Re-training Existing Model with Monolingual Corpora

someaditya · August 19, 2018, 6:25pm

I recently trained the basic model with Hindi-English Data (1.5m+)(http://www.cfilt.iitb.ac.in/iitb_parallel/). I achieved a BLEU Score of about 13.72 which is one of the highest for the dataset. Is there any functionality in OpenNMT to re-train the model with monolingual data (English and Hindi Monolingual Corpus) to improve the score?

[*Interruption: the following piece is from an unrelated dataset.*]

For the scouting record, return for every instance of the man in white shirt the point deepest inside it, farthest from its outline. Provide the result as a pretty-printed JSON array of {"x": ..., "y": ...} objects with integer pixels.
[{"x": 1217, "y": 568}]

As discussed by Sennrich et al in http://www.aclweb.org/anthology/P16-1009

jean.senellart · August 21, 2018, 3:30pm

Hello, the paper presents 2 methods, one is to add fake pair - target, and the second one is to add back translated sentences. The former requires a slight development and is not very efficient, the latter just requires that you trained another engine with the same bilingual data but with the other direction (Hindi>English if you are interested in English>Hindi). Then you can generate from your Hindi corpus, a lot of back-translated Hindi-English corpus that you reverse to use for your English-Hindi model. This is a very common practice when data is a bit scarce, or for domain specialization and works very well.
You don’t need any special code adaptation for that.

See also Use of Monolingual corpora in OPENNMT - and several other post on the forum for discussion on this.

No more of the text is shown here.